Visit BBC Broadcasting House in central London, and you’ll pass a statue of George Orwell accompanied by a quote from an unpublished preface to Animal Farm: “If liberty means anything at all, it means the right to tell people what they do not want to hear.” When the statue was erected in 2017, the head of BBC history said it would serve as a reminder of “the value of journalism in holding authority to account”.
If only. The statue isn’t a symbol of the BBC’s journalistic excellence, but a standing reproach for its failure. The BBC is statutorily required to remain politically and ideologically impartial whilst fulfilling its mission to “inform, educate and entertain”. Instead it’s a biased and boring purveyor of propaganda. The government should abolish the levy on TV-watchers that sustains it and leave it to sink or swim.

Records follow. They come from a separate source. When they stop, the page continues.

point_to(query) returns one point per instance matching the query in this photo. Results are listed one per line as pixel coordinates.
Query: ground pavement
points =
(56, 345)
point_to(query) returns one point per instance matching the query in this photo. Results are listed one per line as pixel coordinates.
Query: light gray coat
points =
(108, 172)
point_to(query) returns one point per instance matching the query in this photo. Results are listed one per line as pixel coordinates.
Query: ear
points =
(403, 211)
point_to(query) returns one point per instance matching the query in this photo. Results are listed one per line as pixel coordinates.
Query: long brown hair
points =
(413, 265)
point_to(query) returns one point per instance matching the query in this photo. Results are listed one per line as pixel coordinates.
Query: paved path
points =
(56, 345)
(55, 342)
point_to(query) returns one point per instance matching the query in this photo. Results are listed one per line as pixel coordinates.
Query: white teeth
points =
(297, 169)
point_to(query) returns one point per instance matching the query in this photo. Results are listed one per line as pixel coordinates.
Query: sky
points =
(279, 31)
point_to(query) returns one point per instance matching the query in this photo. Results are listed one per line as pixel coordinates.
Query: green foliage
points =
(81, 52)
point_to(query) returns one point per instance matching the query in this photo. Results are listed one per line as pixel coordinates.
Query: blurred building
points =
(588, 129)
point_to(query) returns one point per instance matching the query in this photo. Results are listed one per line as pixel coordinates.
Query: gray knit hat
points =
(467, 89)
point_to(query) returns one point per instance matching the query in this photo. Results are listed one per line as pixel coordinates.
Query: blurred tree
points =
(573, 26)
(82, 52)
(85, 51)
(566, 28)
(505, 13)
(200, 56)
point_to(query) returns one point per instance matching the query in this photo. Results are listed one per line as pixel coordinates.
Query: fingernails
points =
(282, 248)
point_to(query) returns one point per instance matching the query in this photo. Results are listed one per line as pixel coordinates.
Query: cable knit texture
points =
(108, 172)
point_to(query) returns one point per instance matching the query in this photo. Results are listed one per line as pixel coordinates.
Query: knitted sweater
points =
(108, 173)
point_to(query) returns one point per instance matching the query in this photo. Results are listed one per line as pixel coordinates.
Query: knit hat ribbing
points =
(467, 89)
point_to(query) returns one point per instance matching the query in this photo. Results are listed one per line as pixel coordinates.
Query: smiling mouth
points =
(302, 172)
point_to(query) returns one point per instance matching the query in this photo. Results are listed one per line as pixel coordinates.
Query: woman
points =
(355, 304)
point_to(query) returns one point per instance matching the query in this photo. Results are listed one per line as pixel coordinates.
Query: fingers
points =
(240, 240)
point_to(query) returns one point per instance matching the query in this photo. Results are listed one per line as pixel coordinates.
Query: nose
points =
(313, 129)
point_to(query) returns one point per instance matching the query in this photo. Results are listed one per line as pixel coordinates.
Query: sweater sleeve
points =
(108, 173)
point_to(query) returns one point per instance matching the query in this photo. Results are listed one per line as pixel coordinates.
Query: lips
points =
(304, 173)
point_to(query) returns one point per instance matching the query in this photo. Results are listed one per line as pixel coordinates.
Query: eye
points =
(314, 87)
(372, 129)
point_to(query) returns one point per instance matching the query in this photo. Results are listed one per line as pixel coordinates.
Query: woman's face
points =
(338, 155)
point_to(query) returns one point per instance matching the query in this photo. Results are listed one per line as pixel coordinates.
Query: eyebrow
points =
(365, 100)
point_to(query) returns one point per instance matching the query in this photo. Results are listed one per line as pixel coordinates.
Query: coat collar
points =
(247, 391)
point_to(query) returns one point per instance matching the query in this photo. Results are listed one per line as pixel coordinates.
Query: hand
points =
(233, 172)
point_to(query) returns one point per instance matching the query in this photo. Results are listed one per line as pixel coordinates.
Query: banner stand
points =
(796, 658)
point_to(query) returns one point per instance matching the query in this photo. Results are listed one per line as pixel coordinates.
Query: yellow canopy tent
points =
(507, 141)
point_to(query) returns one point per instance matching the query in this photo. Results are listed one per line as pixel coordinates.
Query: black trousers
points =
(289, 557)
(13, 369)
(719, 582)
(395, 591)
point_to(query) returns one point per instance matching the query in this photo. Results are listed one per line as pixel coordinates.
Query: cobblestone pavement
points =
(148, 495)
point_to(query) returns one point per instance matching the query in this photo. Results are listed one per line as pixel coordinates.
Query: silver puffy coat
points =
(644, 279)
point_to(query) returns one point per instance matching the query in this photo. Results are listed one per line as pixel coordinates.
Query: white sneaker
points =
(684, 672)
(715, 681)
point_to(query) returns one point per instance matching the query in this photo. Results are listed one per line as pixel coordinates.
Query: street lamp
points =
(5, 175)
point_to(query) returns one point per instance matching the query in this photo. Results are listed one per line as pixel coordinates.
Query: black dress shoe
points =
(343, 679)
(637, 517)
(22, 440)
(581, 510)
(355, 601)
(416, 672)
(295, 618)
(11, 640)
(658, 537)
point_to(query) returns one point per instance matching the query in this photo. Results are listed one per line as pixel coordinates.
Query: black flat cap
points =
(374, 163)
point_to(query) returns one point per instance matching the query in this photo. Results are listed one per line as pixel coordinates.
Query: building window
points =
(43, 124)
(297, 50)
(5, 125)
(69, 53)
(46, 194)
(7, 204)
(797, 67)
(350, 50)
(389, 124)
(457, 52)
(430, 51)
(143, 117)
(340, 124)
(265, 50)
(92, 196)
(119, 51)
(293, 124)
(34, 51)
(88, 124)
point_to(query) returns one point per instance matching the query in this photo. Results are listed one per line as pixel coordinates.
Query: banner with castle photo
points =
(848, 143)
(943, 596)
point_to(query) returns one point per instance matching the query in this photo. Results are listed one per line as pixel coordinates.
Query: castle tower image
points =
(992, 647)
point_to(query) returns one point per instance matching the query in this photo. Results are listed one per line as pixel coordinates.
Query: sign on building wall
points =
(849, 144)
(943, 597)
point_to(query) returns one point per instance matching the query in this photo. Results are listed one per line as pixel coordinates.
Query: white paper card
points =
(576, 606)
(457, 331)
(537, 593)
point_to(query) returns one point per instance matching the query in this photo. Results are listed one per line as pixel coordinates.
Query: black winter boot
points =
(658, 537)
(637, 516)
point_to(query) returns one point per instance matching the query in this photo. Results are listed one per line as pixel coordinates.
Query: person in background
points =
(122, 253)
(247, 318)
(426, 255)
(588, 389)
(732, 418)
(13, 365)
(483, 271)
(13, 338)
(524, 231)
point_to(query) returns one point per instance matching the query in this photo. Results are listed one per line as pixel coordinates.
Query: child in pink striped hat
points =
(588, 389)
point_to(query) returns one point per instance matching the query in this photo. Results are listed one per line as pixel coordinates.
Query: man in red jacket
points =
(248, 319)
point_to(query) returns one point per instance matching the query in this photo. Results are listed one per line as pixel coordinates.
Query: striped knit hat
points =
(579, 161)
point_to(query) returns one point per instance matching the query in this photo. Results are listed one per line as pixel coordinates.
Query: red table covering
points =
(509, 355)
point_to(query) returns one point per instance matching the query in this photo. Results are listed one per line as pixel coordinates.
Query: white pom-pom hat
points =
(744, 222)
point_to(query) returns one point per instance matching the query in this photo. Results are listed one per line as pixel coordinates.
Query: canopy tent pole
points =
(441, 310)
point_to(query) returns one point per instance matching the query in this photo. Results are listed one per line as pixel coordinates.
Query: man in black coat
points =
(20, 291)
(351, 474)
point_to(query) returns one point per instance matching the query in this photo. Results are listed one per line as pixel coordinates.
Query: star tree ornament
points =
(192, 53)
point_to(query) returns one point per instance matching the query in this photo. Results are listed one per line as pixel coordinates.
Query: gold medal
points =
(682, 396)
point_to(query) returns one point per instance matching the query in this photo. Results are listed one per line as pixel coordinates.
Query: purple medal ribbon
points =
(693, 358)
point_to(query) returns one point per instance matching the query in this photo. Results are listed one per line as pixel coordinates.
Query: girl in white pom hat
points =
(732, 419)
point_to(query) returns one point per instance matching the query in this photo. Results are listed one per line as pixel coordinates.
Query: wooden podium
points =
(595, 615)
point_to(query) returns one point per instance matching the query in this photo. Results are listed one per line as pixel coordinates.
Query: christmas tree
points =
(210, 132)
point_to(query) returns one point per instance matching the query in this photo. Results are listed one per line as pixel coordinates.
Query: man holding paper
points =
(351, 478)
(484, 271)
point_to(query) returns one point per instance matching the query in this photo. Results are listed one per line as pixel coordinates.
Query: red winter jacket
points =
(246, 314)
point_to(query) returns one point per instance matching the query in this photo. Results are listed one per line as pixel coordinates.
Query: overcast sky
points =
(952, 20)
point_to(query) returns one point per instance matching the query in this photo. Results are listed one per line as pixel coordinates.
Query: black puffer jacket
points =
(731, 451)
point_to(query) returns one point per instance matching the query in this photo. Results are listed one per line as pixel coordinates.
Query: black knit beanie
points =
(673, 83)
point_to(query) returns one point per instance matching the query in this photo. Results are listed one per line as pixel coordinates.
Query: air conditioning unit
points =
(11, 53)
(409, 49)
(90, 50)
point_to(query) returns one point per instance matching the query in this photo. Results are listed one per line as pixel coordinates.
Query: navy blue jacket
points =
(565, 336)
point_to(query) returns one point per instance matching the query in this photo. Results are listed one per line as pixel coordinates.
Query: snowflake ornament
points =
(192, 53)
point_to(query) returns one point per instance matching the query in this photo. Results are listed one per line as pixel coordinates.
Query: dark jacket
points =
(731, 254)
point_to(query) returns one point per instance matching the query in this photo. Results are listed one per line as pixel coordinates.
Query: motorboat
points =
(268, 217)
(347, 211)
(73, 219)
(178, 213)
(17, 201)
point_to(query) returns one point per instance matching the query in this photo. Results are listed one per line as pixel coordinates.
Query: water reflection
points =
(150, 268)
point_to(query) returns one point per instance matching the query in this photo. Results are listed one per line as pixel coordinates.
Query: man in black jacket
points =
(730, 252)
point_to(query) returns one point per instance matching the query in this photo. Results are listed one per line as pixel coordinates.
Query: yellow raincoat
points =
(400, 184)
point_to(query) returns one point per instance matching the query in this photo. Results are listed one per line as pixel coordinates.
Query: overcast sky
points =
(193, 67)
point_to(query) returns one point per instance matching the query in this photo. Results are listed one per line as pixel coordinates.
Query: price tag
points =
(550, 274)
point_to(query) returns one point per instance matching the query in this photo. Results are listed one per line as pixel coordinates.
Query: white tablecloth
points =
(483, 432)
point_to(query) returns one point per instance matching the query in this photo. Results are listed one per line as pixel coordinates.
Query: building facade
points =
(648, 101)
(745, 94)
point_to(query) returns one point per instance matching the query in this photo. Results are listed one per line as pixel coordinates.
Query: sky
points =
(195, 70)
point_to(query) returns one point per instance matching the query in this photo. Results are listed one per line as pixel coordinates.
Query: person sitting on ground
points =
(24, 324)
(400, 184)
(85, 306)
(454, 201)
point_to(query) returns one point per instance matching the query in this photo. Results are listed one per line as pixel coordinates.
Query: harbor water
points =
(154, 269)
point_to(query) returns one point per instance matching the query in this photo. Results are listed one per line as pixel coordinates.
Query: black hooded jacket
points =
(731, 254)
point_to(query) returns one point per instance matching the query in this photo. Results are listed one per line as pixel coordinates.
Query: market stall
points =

The rationale for a state-funded broadcaster was always shaky. Yes, it means big cultural and sporting events are free to air — but at the cost of paying the TV licence, and when something is popular, large audiences will pay for it voluntarily. And yes, it means stuff like ballet and fine art gets covered too, but they have avid fans who will happily pay for specialist coverage, and why should everyone have to pay for stuff only a few are interested in?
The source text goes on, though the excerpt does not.